Prompt
Use the language parser/grammar (e.g., Langium/Jison) for diagram syntax instead of hand-rolled regex parsing. Regex is allowed only for small, well-bounded token-level helpers when (a) it precisely matches the intended grammar slice (e.g., remove only outer quotes), (b) it doesn’t destructively change user content or semantics, and (c) it preserves source positions/ranges by avoiding pre-processing that removes/reflows lines before parsing.
Apply these rules:
- No “core syntax” regex parsing: if parsing needs to understand quoting, delimiters, comments/directives, or multi-token constructs, implement it in the
.langium/ grammar layer. - No destructive transforms: transformations like stripping wrappers must not remove inner quotes/apostrophes.
- Parser-owned comment/directive handling: handle
%% ...comments and directives in the parser so AST line/range data stays accurate. - Delimiter ownership is explicit: commas/other delimiters should be represented in grammar structure; avoid regexes that “capture beyond” node/value boundaries.
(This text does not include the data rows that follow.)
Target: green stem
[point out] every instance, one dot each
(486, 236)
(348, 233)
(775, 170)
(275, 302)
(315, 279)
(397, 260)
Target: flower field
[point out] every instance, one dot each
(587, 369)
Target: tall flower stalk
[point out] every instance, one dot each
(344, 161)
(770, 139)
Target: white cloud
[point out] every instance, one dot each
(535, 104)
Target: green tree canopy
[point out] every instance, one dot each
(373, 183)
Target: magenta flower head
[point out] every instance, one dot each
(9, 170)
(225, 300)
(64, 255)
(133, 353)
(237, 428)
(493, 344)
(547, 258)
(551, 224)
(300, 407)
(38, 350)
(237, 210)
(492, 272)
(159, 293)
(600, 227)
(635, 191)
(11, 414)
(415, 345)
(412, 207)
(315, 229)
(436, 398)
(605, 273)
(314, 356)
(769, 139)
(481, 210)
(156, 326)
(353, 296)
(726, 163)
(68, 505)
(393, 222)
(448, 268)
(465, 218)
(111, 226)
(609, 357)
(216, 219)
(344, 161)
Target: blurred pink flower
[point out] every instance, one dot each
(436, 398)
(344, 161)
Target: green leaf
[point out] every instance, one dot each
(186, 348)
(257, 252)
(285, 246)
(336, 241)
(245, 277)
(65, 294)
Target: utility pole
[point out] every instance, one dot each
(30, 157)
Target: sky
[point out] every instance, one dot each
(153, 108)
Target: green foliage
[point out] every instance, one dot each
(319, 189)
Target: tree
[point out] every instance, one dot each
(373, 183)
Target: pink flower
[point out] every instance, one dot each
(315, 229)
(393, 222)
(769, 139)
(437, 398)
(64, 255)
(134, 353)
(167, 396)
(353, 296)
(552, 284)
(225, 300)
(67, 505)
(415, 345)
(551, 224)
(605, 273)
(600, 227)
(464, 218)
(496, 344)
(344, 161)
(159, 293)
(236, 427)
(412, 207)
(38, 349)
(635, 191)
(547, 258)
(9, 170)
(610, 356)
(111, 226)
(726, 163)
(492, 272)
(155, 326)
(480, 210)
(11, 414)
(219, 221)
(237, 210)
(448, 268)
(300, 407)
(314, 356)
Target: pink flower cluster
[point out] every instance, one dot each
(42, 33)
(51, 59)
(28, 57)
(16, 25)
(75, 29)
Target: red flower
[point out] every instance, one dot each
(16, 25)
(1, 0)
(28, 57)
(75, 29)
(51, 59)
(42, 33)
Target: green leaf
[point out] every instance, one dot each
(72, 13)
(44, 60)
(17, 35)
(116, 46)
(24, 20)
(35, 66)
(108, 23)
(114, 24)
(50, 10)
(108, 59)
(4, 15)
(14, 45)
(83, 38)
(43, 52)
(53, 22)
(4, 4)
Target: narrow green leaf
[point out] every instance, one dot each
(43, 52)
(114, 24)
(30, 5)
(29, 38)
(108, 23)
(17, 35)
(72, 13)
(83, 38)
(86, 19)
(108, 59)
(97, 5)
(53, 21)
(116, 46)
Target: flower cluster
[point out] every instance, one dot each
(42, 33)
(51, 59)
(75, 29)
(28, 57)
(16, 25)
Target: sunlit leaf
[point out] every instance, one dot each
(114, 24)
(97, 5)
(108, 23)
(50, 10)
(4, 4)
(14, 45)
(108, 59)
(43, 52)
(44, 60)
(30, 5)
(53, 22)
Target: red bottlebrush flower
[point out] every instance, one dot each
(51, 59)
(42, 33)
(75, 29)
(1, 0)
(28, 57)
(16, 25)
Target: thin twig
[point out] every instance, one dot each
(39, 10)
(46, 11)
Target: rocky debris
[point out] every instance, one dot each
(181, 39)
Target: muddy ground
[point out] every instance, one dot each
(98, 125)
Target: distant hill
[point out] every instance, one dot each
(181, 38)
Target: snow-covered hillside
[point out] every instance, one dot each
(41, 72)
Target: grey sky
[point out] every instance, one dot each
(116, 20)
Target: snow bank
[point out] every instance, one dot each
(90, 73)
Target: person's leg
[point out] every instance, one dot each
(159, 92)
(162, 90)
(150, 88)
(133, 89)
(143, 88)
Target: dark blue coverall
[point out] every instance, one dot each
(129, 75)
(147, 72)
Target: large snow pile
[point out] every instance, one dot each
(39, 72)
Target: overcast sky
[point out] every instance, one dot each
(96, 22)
Example: wrapper-quote removal must be outer-only (not global):
function stripOuterQuotes(s: string): string {
const t = s.trim();
if ((t.startsWith('"') && t.endsWith('"')) || (t.startsWith("'") && t.endsWith("'"))) {
// remove only the outer quotes
return t.slice(1, -1);
}
return t;
}
When you must match with regex (e.g., token-level extraction), keep it narrowly scoped and back it with tests for edge cases (escaped quotes, whitespace variations, delimiter presence, comments).